Homology modeling

Principles

The experimental techniques for the determination of the 3D structure of biological macromolecules have significantly progressed recently. As a consequence, the number of known 3D structures increases continuously, with about 35,000 structures currently available.

However, this still only covers a small fraction of the proteome. Therefore, it is of major interest to use in silico approaches to create theoretical models of protein structures that will be used to study the protein's structure/function relationships and direct further experimental work.

One class of methods that can be used to generate an atom-based structural model of a protein from its amino-acid sequence is called homology modeling. This technique is based on the observation that protein tertiary structure is better conserved than amino acid sequence. The consequence of this is that proteins sharing a significant similarity of sequence can be expected to share also a significant similarity of structure.
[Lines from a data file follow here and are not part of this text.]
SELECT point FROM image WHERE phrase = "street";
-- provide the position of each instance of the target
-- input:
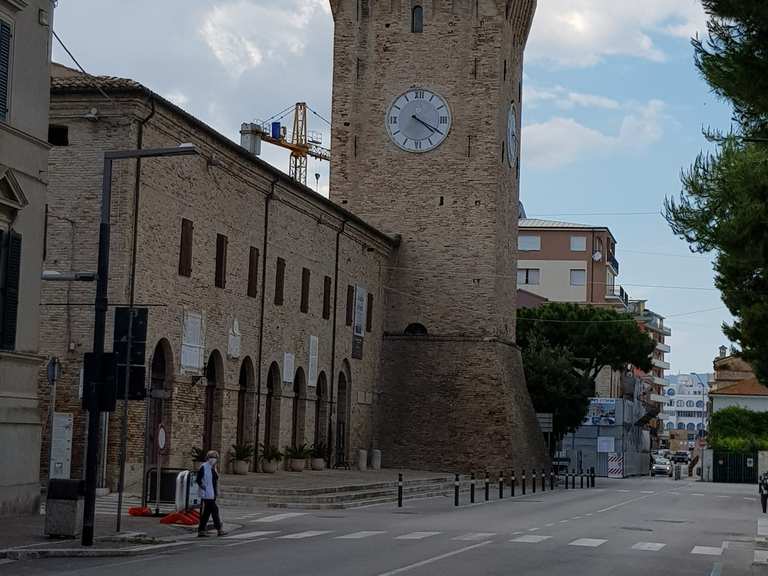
(633, 526)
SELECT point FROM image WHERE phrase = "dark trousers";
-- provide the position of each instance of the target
(210, 508)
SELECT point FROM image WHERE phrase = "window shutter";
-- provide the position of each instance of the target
(305, 276)
(253, 272)
(327, 298)
(185, 251)
(10, 301)
(350, 304)
(221, 261)
(5, 68)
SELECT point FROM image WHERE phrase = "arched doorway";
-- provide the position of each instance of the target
(245, 401)
(214, 373)
(299, 408)
(161, 373)
(321, 410)
(272, 407)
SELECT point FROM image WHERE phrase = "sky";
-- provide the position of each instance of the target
(613, 110)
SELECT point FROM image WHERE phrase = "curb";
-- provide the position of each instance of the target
(28, 554)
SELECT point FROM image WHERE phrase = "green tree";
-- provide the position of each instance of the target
(723, 207)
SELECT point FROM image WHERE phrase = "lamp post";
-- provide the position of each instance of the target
(100, 319)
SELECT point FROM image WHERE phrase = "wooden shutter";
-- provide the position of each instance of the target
(305, 277)
(5, 68)
(185, 251)
(253, 272)
(279, 282)
(221, 261)
(369, 313)
(10, 292)
(350, 304)
(327, 297)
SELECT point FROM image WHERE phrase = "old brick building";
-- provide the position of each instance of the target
(256, 285)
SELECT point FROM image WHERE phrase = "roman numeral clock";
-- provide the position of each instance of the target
(418, 120)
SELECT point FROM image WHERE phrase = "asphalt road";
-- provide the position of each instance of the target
(627, 527)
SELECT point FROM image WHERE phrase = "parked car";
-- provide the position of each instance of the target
(661, 467)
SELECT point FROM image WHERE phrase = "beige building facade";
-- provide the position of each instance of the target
(25, 45)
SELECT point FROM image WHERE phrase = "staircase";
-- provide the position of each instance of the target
(336, 497)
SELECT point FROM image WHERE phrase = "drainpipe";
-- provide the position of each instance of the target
(333, 340)
(257, 406)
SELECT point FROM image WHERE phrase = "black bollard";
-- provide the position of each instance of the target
(456, 490)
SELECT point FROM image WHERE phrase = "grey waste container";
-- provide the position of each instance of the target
(64, 508)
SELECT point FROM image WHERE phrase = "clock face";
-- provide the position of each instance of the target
(512, 135)
(418, 120)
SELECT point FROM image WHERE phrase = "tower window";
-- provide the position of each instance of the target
(417, 19)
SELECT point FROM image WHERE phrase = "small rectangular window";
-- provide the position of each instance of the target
(327, 297)
(221, 261)
(185, 251)
(578, 243)
(305, 278)
(578, 277)
(369, 313)
(253, 272)
(350, 304)
(279, 282)
(528, 243)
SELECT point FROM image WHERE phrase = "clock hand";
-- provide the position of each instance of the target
(419, 120)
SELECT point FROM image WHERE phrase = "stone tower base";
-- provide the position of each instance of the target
(457, 405)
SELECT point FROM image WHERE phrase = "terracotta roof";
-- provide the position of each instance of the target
(748, 387)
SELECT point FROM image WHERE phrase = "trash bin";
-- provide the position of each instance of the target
(64, 508)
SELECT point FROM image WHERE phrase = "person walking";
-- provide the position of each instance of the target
(207, 482)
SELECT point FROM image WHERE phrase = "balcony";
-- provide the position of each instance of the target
(617, 293)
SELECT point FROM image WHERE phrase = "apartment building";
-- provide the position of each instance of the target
(567, 262)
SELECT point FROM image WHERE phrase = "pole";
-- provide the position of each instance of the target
(99, 327)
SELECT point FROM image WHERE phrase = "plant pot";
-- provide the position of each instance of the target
(269, 466)
(318, 463)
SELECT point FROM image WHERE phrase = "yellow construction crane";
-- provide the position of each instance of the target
(301, 142)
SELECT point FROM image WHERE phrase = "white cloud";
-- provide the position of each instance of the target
(242, 34)
(581, 33)
(560, 141)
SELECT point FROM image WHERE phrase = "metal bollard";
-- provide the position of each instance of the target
(456, 490)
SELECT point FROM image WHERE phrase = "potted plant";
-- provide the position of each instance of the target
(270, 457)
(318, 456)
(298, 456)
(241, 455)
(198, 456)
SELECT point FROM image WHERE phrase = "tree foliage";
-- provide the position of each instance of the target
(723, 207)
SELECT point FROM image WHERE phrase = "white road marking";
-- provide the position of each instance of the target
(707, 550)
(588, 542)
(531, 539)
(433, 559)
(247, 535)
(417, 535)
(475, 536)
(360, 535)
(307, 534)
(648, 546)
(278, 517)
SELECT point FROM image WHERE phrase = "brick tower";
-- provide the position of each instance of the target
(426, 115)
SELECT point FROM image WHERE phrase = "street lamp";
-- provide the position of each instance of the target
(100, 319)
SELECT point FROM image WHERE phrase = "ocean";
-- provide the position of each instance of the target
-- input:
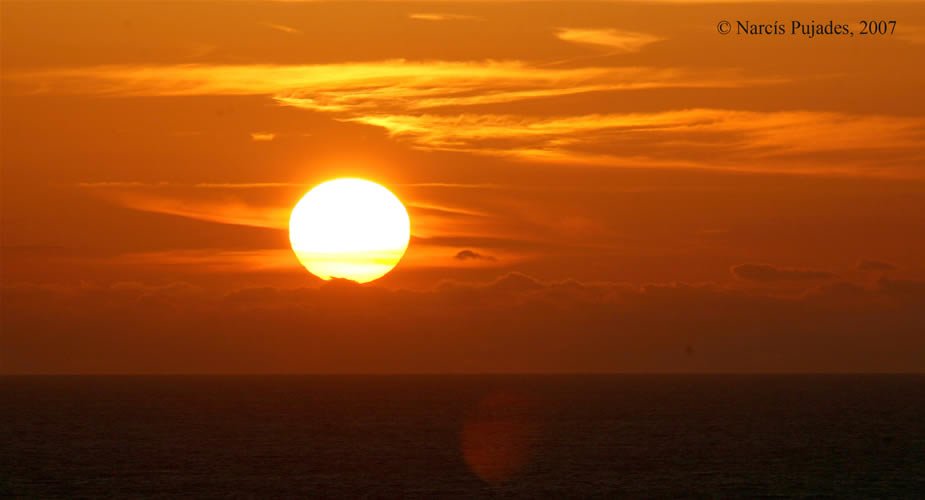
(534, 436)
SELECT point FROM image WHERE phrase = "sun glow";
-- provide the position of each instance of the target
(349, 228)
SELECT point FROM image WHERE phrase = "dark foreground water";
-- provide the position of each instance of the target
(463, 436)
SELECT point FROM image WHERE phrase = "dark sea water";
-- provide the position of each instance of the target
(463, 436)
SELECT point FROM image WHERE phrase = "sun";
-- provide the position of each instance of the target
(349, 228)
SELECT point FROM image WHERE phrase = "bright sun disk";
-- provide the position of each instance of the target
(349, 228)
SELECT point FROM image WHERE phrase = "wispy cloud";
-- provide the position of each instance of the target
(379, 86)
(283, 28)
(695, 138)
(262, 136)
(618, 40)
(440, 16)
(441, 105)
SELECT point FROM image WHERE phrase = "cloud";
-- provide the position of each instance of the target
(874, 265)
(440, 16)
(283, 28)
(620, 41)
(262, 136)
(445, 106)
(689, 138)
(764, 273)
(515, 323)
(471, 255)
(358, 88)
(235, 212)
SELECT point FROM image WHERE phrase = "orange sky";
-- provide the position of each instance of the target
(592, 187)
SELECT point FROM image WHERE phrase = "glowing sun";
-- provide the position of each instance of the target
(349, 228)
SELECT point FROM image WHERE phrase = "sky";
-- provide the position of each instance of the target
(592, 187)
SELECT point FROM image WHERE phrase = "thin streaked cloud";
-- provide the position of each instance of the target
(786, 141)
(617, 40)
(282, 28)
(440, 16)
(262, 136)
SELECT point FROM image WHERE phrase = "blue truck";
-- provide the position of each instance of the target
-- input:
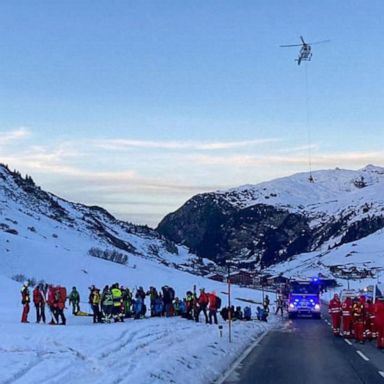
(304, 299)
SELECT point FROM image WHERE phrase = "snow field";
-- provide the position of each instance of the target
(155, 350)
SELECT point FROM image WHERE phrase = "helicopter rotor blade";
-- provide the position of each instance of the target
(291, 45)
(320, 42)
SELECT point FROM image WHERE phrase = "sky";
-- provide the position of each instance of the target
(136, 106)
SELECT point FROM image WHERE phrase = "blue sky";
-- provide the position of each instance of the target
(138, 105)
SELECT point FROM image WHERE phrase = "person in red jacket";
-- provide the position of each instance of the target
(358, 318)
(60, 295)
(334, 310)
(39, 301)
(370, 330)
(50, 300)
(346, 308)
(213, 307)
(202, 304)
(25, 300)
(379, 322)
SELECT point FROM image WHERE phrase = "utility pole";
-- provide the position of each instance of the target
(229, 302)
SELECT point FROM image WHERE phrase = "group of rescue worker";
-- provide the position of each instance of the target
(359, 318)
(116, 303)
(43, 294)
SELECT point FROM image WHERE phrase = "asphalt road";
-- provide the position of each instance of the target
(304, 351)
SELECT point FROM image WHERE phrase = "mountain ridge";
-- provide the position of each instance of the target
(260, 225)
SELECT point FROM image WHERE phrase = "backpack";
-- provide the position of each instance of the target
(218, 302)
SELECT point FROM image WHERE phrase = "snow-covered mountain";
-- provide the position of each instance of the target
(267, 223)
(31, 218)
(46, 238)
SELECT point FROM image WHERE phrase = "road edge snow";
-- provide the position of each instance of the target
(224, 376)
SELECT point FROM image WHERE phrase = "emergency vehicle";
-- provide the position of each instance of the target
(304, 299)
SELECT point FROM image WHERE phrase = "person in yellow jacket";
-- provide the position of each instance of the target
(94, 300)
(117, 296)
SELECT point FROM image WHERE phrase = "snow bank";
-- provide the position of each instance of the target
(158, 350)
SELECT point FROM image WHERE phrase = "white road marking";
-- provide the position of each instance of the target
(361, 354)
(242, 357)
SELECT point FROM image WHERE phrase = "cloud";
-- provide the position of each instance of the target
(17, 134)
(330, 159)
(124, 144)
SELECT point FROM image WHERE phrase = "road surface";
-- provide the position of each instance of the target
(304, 351)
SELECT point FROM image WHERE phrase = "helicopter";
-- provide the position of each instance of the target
(305, 50)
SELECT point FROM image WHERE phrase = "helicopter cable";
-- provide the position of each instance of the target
(307, 123)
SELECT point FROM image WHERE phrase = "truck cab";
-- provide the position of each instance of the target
(304, 299)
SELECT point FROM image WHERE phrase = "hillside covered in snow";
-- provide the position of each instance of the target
(33, 221)
(46, 239)
(268, 223)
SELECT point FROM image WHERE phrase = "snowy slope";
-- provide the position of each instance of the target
(358, 264)
(331, 191)
(46, 238)
(30, 214)
(265, 224)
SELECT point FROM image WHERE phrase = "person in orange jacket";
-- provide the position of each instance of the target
(334, 309)
(213, 307)
(25, 300)
(202, 304)
(346, 308)
(358, 318)
(39, 301)
(370, 329)
(379, 322)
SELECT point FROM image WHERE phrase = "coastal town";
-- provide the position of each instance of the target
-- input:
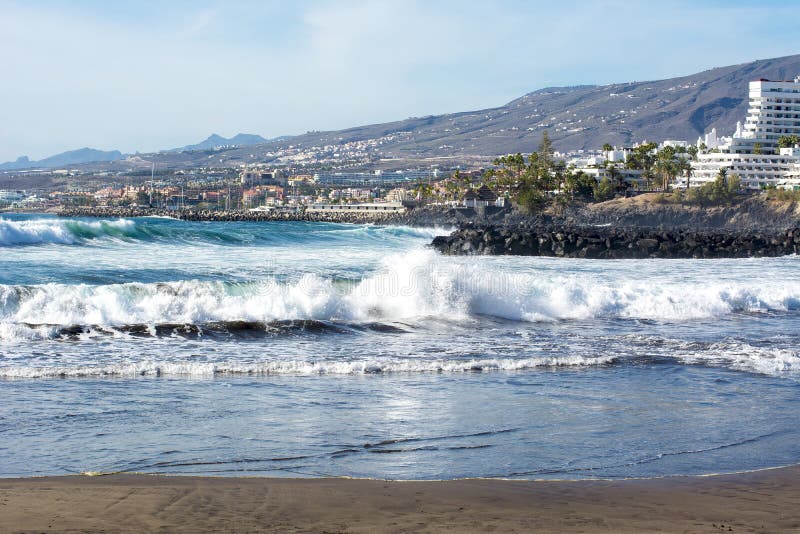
(762, 155)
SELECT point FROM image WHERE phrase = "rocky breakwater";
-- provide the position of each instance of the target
(352, 217)
(616, 243)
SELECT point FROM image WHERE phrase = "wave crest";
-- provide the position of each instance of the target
(62, 232)
(418, 284)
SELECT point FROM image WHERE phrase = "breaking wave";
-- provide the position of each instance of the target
(63, 232)
(298, 367)
(38, 231)
(417, 284)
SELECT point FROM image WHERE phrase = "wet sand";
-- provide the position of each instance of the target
(764, 501)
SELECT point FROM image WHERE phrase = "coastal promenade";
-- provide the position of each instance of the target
(763, 501)
(354, 217)
(594, 242)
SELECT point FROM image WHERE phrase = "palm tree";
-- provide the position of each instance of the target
(684, 166)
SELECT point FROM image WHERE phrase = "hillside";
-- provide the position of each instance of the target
(71, 157)
(583, 117)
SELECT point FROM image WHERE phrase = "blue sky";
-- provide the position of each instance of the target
(150, 75)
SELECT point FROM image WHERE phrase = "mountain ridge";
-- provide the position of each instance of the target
(576, 117)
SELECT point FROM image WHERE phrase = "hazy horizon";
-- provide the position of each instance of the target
(145, 77)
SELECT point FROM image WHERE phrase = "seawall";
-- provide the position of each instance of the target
(616, 243)
(354, 217)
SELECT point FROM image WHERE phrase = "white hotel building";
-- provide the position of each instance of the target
(774, 112)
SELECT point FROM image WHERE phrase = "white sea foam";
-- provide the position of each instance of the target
(745, 357)
(298, 367)
(57, 231)
(417, 284)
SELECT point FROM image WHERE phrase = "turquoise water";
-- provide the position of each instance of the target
(311, 349)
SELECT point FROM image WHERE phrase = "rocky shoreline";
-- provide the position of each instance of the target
(367, 217)
(616, 243)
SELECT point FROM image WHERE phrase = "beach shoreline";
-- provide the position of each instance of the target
(758, 501)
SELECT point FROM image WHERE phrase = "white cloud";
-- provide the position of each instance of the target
(149, 80)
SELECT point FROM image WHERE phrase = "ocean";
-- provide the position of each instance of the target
(313, 349)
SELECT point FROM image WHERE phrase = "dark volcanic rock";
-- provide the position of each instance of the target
(615, 243)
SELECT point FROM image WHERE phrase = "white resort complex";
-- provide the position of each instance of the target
(752, 152)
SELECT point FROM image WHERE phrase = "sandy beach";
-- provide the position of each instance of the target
(764, 501)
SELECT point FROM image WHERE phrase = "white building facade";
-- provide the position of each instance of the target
(753, 153)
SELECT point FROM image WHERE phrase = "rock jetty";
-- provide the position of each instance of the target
(354, 217)
(615, 243)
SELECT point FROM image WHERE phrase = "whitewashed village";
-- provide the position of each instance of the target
(761, 156)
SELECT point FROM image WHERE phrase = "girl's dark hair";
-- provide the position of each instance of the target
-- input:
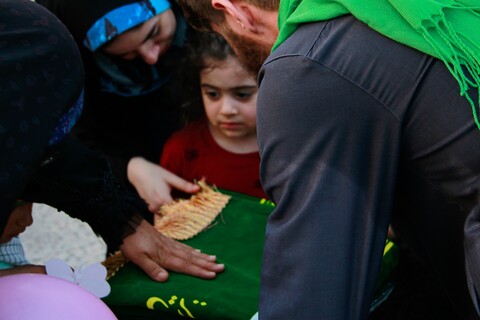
(203, 50)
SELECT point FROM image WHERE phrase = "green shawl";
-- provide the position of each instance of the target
(446, 29)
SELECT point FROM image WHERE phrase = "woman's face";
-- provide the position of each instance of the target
(148, 41)
(19, 220)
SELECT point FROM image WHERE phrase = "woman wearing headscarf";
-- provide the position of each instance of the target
(41, 97)
(129, 49)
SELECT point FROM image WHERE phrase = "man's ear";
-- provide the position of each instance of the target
(239, 13)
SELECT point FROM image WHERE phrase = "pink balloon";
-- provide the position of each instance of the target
(43, 297)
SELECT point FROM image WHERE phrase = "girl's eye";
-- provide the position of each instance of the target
(211, 94)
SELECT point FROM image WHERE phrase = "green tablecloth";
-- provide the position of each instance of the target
(236, 237)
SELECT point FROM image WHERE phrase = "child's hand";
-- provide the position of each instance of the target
(154, 184)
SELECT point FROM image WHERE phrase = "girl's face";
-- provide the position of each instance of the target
(229, 96)
(148, 41)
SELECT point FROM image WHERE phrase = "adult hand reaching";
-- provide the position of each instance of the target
(154, 184)
(155, 254)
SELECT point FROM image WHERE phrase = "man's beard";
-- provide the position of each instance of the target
(250, 53)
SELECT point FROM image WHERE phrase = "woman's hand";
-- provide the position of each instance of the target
(29, 268)
(155, 254)
(154, 184)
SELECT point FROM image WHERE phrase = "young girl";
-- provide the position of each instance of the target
(219, 142)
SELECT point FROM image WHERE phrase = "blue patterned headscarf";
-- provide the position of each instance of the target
(122, 19)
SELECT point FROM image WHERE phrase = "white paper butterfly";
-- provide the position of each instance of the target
(91, 277)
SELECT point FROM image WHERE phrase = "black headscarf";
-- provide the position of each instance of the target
(41, 78)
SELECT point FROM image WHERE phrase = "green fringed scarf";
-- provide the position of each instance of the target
(446, 29)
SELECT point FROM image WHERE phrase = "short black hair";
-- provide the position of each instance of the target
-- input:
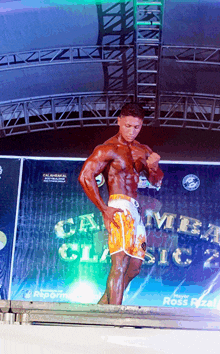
(132, 109)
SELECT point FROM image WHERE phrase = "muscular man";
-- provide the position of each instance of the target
(121, 159)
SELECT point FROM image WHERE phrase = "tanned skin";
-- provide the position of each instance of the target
(120, 159)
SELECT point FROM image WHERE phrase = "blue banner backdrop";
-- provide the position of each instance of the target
(61, 252)
(9, 178)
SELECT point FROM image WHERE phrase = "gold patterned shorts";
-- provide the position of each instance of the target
(131, 236)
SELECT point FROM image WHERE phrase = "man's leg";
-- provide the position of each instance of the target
(115, 283)
(133, 269)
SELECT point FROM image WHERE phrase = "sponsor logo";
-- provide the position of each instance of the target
(191, 182)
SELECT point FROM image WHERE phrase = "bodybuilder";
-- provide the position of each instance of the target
(121, 159)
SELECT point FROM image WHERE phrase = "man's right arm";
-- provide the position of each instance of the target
(92, 167)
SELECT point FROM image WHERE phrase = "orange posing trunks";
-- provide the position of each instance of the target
(131, 236)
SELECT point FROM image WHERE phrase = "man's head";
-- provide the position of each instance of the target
(132, 109)
(130, 121)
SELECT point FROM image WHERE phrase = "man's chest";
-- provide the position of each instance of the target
(128, 158)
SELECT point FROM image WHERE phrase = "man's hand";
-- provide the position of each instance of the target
(152, 161)
(108, 216)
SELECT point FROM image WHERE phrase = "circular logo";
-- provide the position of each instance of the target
(191, 182)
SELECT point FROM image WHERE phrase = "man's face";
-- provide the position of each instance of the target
(129, 127)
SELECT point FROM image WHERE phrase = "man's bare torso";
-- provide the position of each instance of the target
(122, 172)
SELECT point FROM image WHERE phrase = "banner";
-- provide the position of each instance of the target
(61, 251)
(9, 178)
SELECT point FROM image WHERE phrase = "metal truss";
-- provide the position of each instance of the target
(190, 54)
(60, 111)
(148, 26)
(187, 110)
(65, 55)
(116, 27)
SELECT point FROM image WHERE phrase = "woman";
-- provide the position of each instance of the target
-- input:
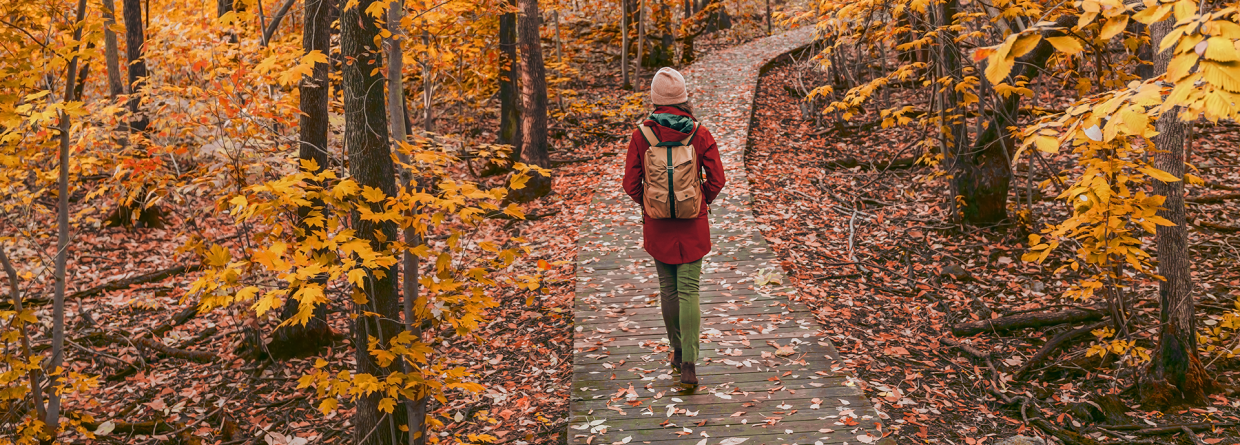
(677, 244)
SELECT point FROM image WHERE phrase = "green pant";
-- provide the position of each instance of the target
(678, 299)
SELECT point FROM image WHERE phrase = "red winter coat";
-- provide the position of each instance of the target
(675, 241)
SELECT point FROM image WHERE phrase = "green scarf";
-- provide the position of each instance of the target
(675, 122)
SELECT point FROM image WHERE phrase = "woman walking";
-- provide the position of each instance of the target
(667, 156)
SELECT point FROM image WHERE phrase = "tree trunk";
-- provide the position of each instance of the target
(370, 164)
(510, 110)
(416, 410)
(1174, 374)
(128, 213)
(62, 234)
(428, 118)
(624, 44)
(134, 41)
(641, 37)
(304, 340)
(768, 17)
(110, 51)
(533, 101)
(277, 19)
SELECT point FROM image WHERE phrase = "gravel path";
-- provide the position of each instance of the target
(768, 371)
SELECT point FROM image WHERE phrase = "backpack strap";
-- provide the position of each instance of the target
(693, 133)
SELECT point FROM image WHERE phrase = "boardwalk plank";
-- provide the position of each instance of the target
(620, 341)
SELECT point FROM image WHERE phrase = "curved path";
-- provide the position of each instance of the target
(766, 370)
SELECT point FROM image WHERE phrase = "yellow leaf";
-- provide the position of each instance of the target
(1151, 15)
(1220, 50)
(1158, 175)
(1047, 144)
(227, 19)
(314, 57)
(344, 189)
(327, 405)
(373, 195)
(387, 404)
(357, 278)
(518, 181)
(1065, 44)
(1024, 44)
(217, 257)
(309, 164)
(1112, 27)
(998, 67)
The homology modeling procedure can be broken down into several steps. First, template structures are selected. These templates consist of proteins sharing a significant similarity of sequence with the targeted protein (hopefully more than 30% of identity of sequence) and for which experimental 3D structures are available. Then the sequences of the targeted protein and templates are aligned. Based on the sequence alignments and 3D structure of the template, geometrical criteria can be generated that are used to generate a 3D structural model of the targeted protein. Finally, this structural model is assessed according to statistical potentials or physics-based energy calculations.




Principles of Homology Modeling


Limitations

The accuracy that can be expected from homology modeling is highly dependent on the sequence identity between target and templates. A sequence identity above 50% generally leads to reliable models, with only limited errors in side chain and loops positioning. This typical error is comparable to the typical resolution of a structure solved by NMR. More important errors can be expected if the identity range is around 30 to 50%. Below 30% identity, serious errors occur, that can lead to a misfolded protein model. Important errors can also happen in regions of the protein that share little sequence identity with the templates, even though the rest of the protein exhibits a high sequence identity.